With regard to the environmental impact requirements that all petroleum companies operating in Mauritania must abide by, it should be recalled that:
(a) Woodside - according to information received, the company has drawn up the environment impact studies concerning the different exploitation phases carried out to date (seismic prospecting and well exploration).
(b) IPG - according to information obtained during the meeting on 27 June 2003 with the Director General of IPG, the company has already presented, during a public meeting, its environmental impact study regarding the drilling of short-term exploration wells. The environmental impact study was, at the same time, transmitted to the Ministry of Mines and Industry and a copy was provided to the BANP.
(c) DANA - apart from the proposal made to Woodside to drill the offshore "Thon" wells, it appears that the company, which is not represented in Nouakchott, has not respected the requirements foreseen by the law for environmental impact with regard to petroleum exploration activities carried out so far in 2000 and 2001
The World Heritage Centre has received the Environmental Impact Study (EIS) only from Woodside. This illustrates once again the urgent need to define and approve the decrees for application of the Law N.2000/45 so as to oblige the petroleum companies to submit the petroleum exploration activities foreseen to an environmental impact evaluation by the designated authority.
The BANP Administration should, on its part, encourage the identification and involvement of a recognized scientific structure which will coordinate the environmental monitoring programme executed each year by the Woodside Company and which will evaluate the results.
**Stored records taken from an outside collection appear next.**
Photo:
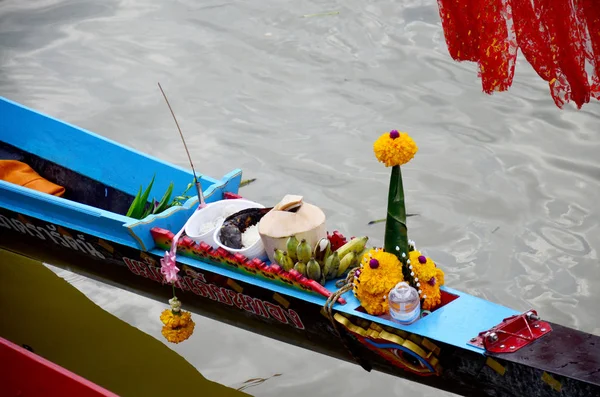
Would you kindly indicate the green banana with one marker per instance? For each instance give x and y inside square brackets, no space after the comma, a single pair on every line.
[300,267]
[278,257]
[322,250]
[303,252]
[345,263]
[355,245]
[313,269]
[292,245]
[286,262]
[332,264]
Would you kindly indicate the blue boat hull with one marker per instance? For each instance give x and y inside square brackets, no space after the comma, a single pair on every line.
[106,245]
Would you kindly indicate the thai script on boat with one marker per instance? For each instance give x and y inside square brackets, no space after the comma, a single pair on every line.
[52,233]
[196,282]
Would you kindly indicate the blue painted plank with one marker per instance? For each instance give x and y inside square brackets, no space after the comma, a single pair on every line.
[89,154]
[455,323]
[103,224]
[119,167]
[175,218]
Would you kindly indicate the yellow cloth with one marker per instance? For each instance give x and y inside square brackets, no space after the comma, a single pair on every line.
[23,175]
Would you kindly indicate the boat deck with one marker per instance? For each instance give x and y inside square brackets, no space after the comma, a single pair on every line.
[454,323]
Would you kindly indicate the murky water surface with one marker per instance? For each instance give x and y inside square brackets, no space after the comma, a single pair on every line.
[506,186]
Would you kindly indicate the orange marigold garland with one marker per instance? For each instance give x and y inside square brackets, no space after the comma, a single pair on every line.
[428,278]
[379,272]
[178,325]
[382,269]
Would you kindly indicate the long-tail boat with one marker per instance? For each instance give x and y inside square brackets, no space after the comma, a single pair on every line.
[66,198]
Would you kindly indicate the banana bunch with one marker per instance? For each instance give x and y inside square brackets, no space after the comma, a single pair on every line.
[320,263]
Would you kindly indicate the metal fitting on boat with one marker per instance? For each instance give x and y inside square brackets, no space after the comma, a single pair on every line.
[531,316]
[491,337]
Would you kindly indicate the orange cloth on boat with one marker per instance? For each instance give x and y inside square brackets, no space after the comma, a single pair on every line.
[23,175]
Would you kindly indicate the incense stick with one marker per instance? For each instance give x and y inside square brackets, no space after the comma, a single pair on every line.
[196,181]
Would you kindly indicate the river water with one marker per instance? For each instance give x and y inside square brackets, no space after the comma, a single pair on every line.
[506,186]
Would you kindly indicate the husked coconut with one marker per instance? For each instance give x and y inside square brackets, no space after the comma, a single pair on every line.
[291,217]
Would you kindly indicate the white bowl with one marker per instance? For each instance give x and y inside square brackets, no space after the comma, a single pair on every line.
[211,213]
[256,250]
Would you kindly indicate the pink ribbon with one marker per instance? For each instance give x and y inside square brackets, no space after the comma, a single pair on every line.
[168,264]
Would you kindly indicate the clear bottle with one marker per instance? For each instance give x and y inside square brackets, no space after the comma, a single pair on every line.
[404,303]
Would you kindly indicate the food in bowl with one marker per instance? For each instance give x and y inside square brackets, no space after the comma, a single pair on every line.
[240,230]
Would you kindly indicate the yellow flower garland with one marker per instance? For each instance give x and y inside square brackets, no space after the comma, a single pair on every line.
[380,272]
[395,148]
[430,279]
[177,327]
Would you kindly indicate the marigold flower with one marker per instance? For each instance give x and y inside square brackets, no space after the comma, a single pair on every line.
[430,279]
[394,148]
[374,282]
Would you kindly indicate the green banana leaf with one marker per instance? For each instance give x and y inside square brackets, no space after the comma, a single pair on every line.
[164,202]
[134,204]
[136,210]
[396,233]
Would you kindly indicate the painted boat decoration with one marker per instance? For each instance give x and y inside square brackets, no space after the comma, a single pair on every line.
[462,344]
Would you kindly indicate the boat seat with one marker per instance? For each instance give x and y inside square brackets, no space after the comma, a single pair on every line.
[21,174]
[77,187]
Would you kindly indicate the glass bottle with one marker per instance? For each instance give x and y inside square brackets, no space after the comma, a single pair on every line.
[404,303]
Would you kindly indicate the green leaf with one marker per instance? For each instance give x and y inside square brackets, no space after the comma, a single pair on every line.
[247,182]
[148,209]
[145,196]
[134,204]
[164,201]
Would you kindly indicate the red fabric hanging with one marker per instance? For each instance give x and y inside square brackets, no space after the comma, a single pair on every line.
[556,37]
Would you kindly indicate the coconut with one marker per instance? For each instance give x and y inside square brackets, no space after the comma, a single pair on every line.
[291,217]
Finally, administrative action should be initiated to verify the possibility of modifying the sea routes followed by the oil tankers, or any other sea transportation of dangerous materials, in the event of an accident occurring in these maritime lanes which could have negative consequences on the Park. The procedure for the recognition of the Park area as a Particularly Sensitive Sea Area (PSSA) foresees the preparation of a technical document to be submitted to the International Maritime Organization. The State Party has not yet signed the 1992 International Convention on Civil Liability for Oil Pollution. The presentation of this documentation, which must necessarily be prepared in cooperation with the scientific staff of the Park Direction (who should provide the base document), could benefit from the availability of “Woodside” to provide the supporting material to the technical documentation. This cooperation could be part of the environmental compensation packet that the company must draw up with the Park administration.
A series of consultation meetings between the Centre, the BANP and Woodside were held during 2003-2004. The elaboration of a capacity-building strategy for national specialists should be studied during the Centre's reactive monitoring mission in June 2004, jointly with the World Bank mission.
Following the Committee's encouragement, the State Party has submitted a request for international assistance for the preparation of analysis documents and studies concerning petroleum prospecting.
With regard to the road construction between Nouakchott and Nouadhibou begun in 2003, the Centre has not received any information concerning the impact evaluation of this road on the Park, according to accepted international standards.